Certainly the reason assigned in the brief of the leaseholder cannot be sustained. It is contended that it would impair the obligation of the contract made between lessor and lessee, but how can it have that effect, by paying the reversioner the value of his interest taken and correspondingly reducing the rent of the leaseholder, in addition to compensating him for his loss, any more than, if as much as, by requiring the leaseholder and his assigns to perpetually pay the same rent for one-fourth of the ground contracted for as he was required, by the contract, to pay for the whole. In order to do justice to both, the original contract made by the lease must be affected in some way. The reversioner can no longer have the security the lessor and lessee contracted he should have, the leaseholder can no longer have all the land the lease called for. They never agreed that the rent should be "concentrated," to use the expression of CHIEF JUSTICE GIBSON, upon the rear *642 fourth of the lot. But some change is the necessary result of the exercise of the power of eminent domain reserved in the State for itself, or those upon whom it is authorized to bestow it. Every owner of property holds its subject to that higher right. The individual must yield to the public good and all he can ask or demand is that he be duly and fully compensated for his loss. We are of the opinion therefore that in this case the rent can and should be apportioned.

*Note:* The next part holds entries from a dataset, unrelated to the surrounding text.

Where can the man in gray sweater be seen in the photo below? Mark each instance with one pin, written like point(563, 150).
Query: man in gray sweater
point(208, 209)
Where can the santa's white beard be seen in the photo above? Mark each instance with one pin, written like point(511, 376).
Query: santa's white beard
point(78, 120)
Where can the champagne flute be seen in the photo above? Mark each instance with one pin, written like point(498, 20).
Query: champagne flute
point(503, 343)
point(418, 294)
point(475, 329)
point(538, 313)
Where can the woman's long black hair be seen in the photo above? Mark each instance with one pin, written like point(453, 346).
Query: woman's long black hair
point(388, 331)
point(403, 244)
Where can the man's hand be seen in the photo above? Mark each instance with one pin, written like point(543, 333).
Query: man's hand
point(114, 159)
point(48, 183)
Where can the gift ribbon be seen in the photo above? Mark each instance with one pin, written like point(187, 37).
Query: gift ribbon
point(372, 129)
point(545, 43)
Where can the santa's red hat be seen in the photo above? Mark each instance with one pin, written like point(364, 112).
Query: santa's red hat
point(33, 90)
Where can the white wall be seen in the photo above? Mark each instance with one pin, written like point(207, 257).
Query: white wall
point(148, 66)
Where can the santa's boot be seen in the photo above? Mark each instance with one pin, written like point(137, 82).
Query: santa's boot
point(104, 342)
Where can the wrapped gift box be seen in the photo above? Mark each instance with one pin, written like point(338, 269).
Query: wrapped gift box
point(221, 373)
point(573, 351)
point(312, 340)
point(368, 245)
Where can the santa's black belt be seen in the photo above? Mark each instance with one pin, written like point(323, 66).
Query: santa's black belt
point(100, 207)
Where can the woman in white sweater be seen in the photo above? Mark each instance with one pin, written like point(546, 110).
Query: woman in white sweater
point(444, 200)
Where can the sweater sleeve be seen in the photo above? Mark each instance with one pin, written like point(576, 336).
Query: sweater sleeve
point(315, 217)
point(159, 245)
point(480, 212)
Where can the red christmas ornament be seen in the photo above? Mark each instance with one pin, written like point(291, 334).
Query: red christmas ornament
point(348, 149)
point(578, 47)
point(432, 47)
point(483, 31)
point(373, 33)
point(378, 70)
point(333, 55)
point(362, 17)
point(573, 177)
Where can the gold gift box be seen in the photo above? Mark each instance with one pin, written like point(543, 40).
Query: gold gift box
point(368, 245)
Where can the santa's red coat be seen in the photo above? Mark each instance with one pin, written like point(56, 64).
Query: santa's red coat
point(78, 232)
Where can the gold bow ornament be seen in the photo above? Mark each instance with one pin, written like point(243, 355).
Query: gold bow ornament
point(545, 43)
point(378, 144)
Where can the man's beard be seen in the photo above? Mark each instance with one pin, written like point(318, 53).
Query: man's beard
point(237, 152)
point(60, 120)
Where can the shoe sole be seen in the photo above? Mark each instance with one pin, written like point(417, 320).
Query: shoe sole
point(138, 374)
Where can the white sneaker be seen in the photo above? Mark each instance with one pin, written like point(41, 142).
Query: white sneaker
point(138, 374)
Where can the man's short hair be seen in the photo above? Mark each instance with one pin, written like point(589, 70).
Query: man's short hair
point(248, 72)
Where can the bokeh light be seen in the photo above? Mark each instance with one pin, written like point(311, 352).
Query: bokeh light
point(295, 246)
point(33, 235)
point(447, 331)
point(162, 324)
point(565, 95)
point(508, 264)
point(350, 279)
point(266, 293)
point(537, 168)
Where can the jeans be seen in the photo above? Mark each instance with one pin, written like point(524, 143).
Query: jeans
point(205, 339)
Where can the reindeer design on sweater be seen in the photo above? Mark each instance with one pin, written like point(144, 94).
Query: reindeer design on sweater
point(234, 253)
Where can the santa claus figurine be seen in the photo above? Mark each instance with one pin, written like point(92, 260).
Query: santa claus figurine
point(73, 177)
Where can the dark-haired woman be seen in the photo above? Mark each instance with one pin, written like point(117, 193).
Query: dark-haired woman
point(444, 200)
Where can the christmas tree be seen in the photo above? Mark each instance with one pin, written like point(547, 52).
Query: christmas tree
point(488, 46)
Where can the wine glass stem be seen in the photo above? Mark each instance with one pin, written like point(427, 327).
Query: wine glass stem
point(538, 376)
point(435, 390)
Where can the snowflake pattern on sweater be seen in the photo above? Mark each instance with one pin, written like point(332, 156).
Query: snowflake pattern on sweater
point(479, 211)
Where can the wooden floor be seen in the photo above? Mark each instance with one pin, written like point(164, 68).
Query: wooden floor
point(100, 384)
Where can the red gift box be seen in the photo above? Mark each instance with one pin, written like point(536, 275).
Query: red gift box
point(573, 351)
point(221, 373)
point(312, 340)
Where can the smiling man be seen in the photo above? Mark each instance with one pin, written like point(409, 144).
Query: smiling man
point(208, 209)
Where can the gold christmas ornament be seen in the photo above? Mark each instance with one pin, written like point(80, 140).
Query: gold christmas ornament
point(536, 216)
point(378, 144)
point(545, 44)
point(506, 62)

Under our system there is no reason why this cannot be done by the commission, jury, or whoever is authorized to award the damages, subject to the review of the Court, which can see that it is properly and fairly done. For, although the proceeding is not on the equity side of our Courts, when damages are to be awarded for property thus taken, regardless of the wishes of the owner, equitable principles can and should be applied. The effort should always be to place an owner of land in as favorable a position as he occupied before, so far as that can be done by the compensation to be awarded him. Our decisions show that although the jurisdiction conferred on our Courts in condemnation proceedings is special and limited, yet great latitude is given them to fully and properly dispose of all questions that are within that jurisdiction. The right to review and correct the award of damages and the assessment of benefits is expressly provided for by the statute now before us, and the Courts usually have such powers in this class of cases. There can therefore be no reason why they cannot apply equitable principles when the circumstances require it, in order to do full justice to the parties, as we are of the opinion they do in this case. It is not for us to determine whether amounts fixed by the Burnt District Commission are correct, but the method pursued by them was the proper one. We must therefore reverse the rulings of the Court below.

Rulings reversed and cause remanded for further proceedings inaccordance with this opinion, the Mayor and City Council ofBaltimore to pay the costs.